Cunhado há mais de 15 anos, o termo "world music" passou gradualmente do gueto que ocupava no mercado fonográfico às largas prateleiras das grandes lojas européias. Na salada oferecida, encontra-se desde o mais espalhafatoso "axé versão para gringo ver" até as mais apuradas novidades do mercado musical. Se especialistas sabem onde encontrar seus nichos, para os leigos pode ser uma tarefa árdua separar o joio do trigo.

Fast food do "exótico"?

Em uma série de palestras e encontros durante a Womex em Sevilha este ano (22 a 26/10), músicos, compositores, produtores, agentes, representantes de selos e jornalistas discutiram os destinos e as contradições que caracterizam o que se convencionou chamar na Europa e nos EUA de "músicas do mundo". Uma das propostas dos organizadores foi questionar se o mercado de "world music" acaba funcionando como uma espécie de McDonald's do exótico, homogeneizando em um único caldeirão gêneros e formas musicais que não possuem qualquer signo comum.
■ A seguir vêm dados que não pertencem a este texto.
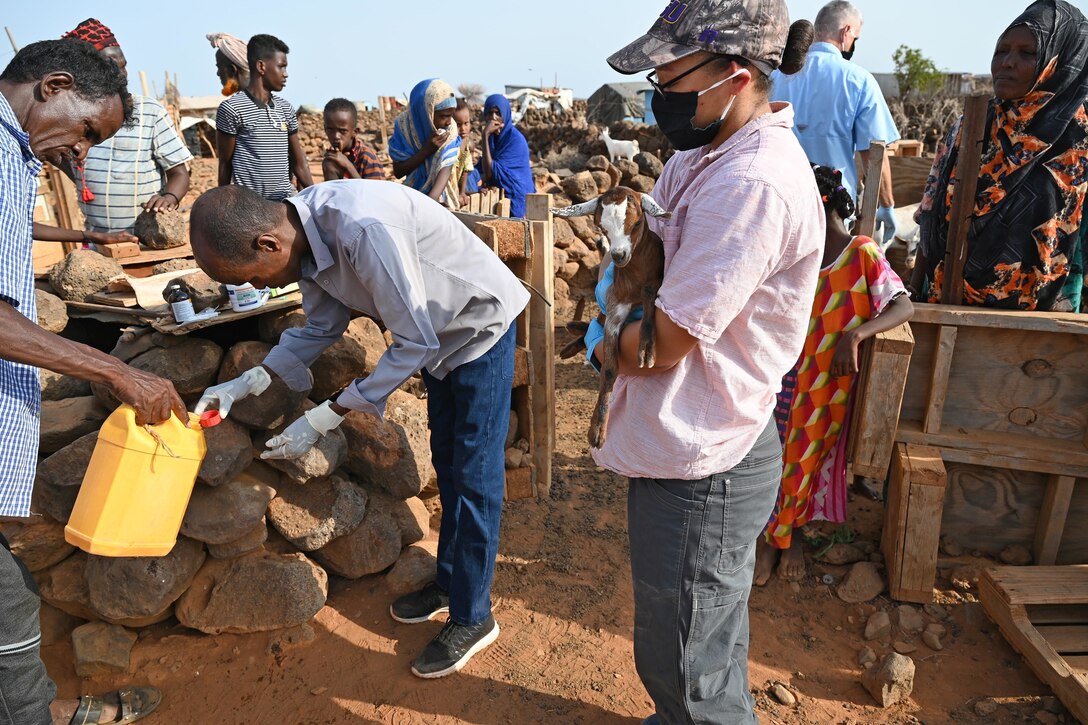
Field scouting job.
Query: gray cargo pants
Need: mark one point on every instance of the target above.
(692, 561)
(25, 688)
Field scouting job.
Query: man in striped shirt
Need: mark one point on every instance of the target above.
(257, 131)
(141, 168)
(58, 98)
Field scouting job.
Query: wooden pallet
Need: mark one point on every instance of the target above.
(1042, 611)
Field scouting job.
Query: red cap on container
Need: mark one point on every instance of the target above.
(210, 419)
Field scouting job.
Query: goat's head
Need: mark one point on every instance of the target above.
(621, 214)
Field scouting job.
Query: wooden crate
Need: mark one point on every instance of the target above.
(912, 521)
(526, 246)
(1043, 613)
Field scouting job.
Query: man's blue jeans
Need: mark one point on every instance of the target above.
(469, 417)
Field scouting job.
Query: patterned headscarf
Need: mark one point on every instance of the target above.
(233, 48)
(95, 33)
(416, 126)
(1034, 177)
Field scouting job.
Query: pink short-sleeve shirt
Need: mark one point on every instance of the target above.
(742, 256)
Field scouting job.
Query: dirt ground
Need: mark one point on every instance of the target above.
(563, 597)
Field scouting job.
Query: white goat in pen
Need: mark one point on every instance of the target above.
(619, 149)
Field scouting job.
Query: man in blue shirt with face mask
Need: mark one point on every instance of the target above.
(839, 106)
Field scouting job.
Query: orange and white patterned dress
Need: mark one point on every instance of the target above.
(854, 289)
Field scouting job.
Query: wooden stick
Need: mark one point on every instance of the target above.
(963, 197)
(867, 218)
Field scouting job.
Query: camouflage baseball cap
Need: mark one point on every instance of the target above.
(753, 29)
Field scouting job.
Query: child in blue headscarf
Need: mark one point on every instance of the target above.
(425, 144)
(505, 162)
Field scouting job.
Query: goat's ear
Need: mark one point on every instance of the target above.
(654, 209)
(579, 209)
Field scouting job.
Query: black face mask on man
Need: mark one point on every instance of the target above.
(676, 114)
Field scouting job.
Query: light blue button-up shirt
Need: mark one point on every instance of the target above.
(839, 110)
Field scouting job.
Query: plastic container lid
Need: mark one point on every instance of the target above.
(210, 419)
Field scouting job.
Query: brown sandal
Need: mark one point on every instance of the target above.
(133, 703)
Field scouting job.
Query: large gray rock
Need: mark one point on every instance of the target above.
(56, 386)
(64, 587)
(141, 590)
(230, 452)
(64, 421)
(353, 356)
(204, 291)
(273, 324)
(312, 515)
(190, 365)
(394, 453)
(52, 311)
(892, 682)
(417, 566)
(82, 273)
(249, 541)
(162, 230)
(38, 544)
(272, 407)
(373, 547)
(60, 477)
(319, 462)
(229, 512)
(101, 649)
(258, 592)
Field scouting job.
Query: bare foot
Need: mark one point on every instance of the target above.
(766, 556)
(792, 566)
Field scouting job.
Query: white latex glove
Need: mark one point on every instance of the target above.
(301, 435)
(886, 221)
(252, 382)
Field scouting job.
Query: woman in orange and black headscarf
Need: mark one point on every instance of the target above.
(1027, 234)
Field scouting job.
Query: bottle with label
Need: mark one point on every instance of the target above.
(181, 304)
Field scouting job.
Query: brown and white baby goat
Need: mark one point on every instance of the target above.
(639, 257)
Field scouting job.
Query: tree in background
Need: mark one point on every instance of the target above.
(473, 93)
(917, 75)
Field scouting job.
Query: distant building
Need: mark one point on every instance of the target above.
(620, 101)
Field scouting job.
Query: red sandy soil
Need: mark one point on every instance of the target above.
(563, 597)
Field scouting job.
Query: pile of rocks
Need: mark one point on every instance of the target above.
(259, 540)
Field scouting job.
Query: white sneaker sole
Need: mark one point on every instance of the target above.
(441, 610)
(479, 647)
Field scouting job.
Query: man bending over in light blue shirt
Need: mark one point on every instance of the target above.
(396, 256)
(838, 106)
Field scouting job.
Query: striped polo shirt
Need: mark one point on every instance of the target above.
(261, 160)
(20, 394)
(128, 169)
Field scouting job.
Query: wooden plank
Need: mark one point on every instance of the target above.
(1066, 639)
(542, 278)
(940, 372)
(912, 523)
(964, 197)
(870, 198)
(879, 398)
(1041, 614)
(981, 317)
(1001, 450)
(168, 326)
(1051, 525)
(1066, 683)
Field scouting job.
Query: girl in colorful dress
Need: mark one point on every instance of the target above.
(858, 295)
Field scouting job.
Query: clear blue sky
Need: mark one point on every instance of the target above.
(372, 49)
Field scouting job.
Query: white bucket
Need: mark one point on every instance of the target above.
(245, 297)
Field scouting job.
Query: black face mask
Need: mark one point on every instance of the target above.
(850, 53)
(675, 113)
Estaria a comercialização cada vez maior da música de países pobres – disfarçados com a etiqueta "em desenvolvimento" – servindo apenas de alimento para um consumidor europeu ou norte-americano ávido por diversão? Mixar a tradição com o moderno, oriente e ocidente, matéria-prima "arcaica" com roupagem high tech viabiliza realmente uma sociedade "global" multicultural?

Direitos autorais em questão

Quais são os efeitos reais da busca pelo "exótico" empenhada por jovens europeus classe média, que enchem os clubes das grandes cidades a cada show de uma banda senegalesa, indiana ou brasileira? E como é possível trilhar o caminho inverso, pagando devidamente os direitos autorais de compositores africanos – cujas obras são executadas à exaustão em rádios européias – mesmo quando estes não dispõem de nenhuma forma organizada de recolher o que lhes é devido?

Se as perguntas são infindáveis, as respostas e soluções são poucas. Relegados a último plano pelas grandes gravadoras e espremidos em um mercado extremamente competitivo, os selos independentes latino-americanos, por exemplo, são uma das principais vítimas da crise por que passa a indústria fonográfica, observa o alemão Matthias Möbius, do selo Danza e Movimiento, de Hamburgo.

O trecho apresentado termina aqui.